Мы с Сириусом пили вино и смотрели на болтающих за столом детей. Я улыбалась краем рта, Сириус хитро на меня посматривал. Мне, конечно, не идет роль легкомысленной шекспировской шалуньи, но некоторые воспоминания я специально подправила. Кажется, она его приревновала, а потом все-таки вслушалась в его тогдашние слова о том, что он влюбился в нее чуть ли не с первой минуты, и вот теперь нам с Сириусом забава.
— Ты не вернешься к нему, сестра, — вдруг прошептал мне Сириус и пронзительно на меня посмотрел.
— А если я его люблю, Сириус?
Сириус грустно покачал головой, а потом подмигнул детям.
Когда обед закончился, я накинула дорожную мантию, проверила палочку и кошелек, после Расширительного Заклятия изнутри похожий на мешок черного Санты.
— Будет новая война, дети, — предсказала я держащимся за руки Гарри и Гермионе. — Если мы окажемся по разные стороны и встретимся в бою, не дурите и постарайтесь меня убить.

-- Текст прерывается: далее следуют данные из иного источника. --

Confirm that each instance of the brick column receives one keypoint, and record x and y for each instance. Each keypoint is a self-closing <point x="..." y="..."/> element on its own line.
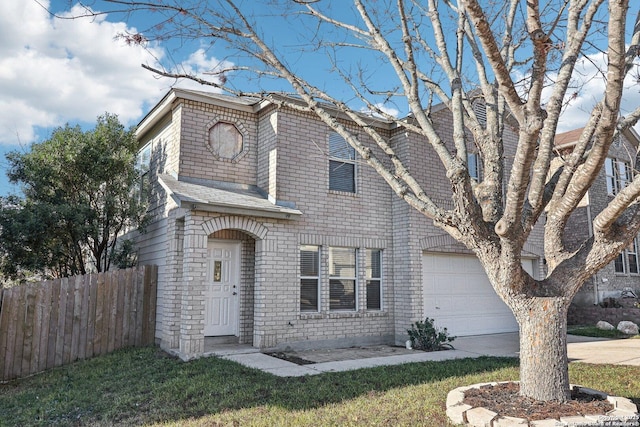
<point x="192" y="301"/>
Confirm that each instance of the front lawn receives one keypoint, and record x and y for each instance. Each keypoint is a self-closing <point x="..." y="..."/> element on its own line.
<point x="145" y="386"/>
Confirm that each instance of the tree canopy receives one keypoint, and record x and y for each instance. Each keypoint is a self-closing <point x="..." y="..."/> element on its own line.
<point x="78" y="197"/>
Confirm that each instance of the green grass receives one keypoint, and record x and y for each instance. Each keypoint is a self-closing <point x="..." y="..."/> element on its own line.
<point x="146" y="387"/>
<point x="592" y="331"/>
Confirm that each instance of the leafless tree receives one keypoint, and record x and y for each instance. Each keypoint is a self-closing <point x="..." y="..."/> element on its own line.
<point x="522" y="56"/>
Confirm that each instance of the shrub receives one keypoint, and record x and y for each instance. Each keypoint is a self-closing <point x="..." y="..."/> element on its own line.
<point x="425" y="336"/>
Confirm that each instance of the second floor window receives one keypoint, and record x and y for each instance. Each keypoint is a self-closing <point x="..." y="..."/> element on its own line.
<point x="474" y="164"/>
<point x="618" y="174"/>
<point x="342" y="165"/>
<point x="309" y="277"/>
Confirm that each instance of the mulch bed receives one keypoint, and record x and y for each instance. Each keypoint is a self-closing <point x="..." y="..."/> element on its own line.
<point x="504" y="400"/>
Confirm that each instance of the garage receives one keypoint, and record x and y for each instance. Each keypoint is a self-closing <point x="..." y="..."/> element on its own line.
<point x="458" y="295"/>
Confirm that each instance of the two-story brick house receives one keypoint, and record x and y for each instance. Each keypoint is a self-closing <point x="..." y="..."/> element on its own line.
<point x="268" y="230"/>
<point x="618" y="171"/>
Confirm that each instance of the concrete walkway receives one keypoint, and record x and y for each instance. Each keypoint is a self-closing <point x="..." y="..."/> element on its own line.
<point x="580" y="349"/>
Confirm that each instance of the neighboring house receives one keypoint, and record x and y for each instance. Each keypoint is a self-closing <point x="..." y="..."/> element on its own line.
<point x="624" y="272"/>
<point x="269" y="231"/>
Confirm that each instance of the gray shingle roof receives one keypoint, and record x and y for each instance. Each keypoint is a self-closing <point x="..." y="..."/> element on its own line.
<point x="224" y="198"/>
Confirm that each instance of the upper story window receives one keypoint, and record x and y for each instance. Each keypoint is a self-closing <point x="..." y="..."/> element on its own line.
<point x="225" y="140"/>
<point x="618" y="174"/>
<point x="309" y="277"/>
<point x="474" y="164"/>
<point x="143" y="165"/>
<point x="627" y="261"/>
<point x="342" y="165"/>
<point x="342" y="278"/>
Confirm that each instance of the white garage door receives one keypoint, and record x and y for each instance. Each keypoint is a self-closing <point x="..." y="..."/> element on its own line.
<point x="458" y="295"/>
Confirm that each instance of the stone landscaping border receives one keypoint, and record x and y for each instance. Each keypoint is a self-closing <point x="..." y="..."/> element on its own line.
<point x="624" y="414"/>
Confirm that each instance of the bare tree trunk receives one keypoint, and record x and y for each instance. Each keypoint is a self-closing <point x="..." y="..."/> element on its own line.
<point x="544" y="373"/>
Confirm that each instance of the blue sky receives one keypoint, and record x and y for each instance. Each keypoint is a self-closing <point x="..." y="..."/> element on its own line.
<point x="55" y="71"/>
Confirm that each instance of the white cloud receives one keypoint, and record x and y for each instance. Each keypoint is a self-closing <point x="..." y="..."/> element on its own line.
<point x="588" y="89"/>
<point x="384" y="108"/>
<point x="56" y="71"/>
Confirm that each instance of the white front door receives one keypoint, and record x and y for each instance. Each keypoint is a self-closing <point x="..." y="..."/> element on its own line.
<point x="222" y="288"/>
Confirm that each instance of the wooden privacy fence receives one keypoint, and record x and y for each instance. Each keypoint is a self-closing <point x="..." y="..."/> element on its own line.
<point x="56" y="322"/>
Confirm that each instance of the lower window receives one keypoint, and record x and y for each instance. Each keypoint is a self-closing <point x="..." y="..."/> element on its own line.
<point x="342" y="279"/>
<point x="309" y="278"/>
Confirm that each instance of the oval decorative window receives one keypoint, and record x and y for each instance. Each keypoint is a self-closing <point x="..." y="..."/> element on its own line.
<point x="225" y="140"/>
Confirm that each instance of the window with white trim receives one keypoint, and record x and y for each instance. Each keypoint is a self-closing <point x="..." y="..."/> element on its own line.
<point x="342" y="278"/>
<point x="309" y="278"/>
<point x="474" y="165"/>
<point x="618" y="174"/>
<point x="627" y="261"/>
<point x="374" y="279"/>
<point x="342" y="164"/>
<point x="143" y="166"/>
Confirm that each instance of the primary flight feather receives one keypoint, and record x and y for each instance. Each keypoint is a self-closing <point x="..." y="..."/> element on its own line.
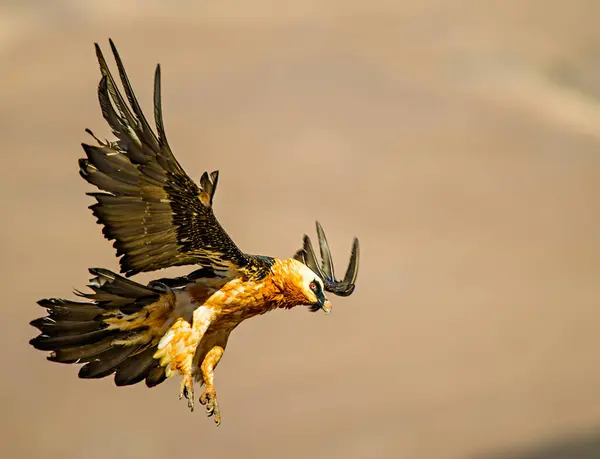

Тебя, Сириус, это тоже касается.
Прощай, брат. Прощайте, дети. Прощай, старый дом. Я постараюсь вернуться. А сейчас надо вытащить из Азкабана мужа и деверя, вернуть к жизни Тома, встретиться с сестрами. Племянница уже совсем взрослая, наверное. Хорошо бы еще к Олливандеру зайти. Он прав: и мне, и ему больше не с кем поговорить о своих ошибках. Но сначала — к Тому. Если мы поймем друг друга, все остальное будет намного проще. А если нет — не дай ему Бог испугаться моей палочки!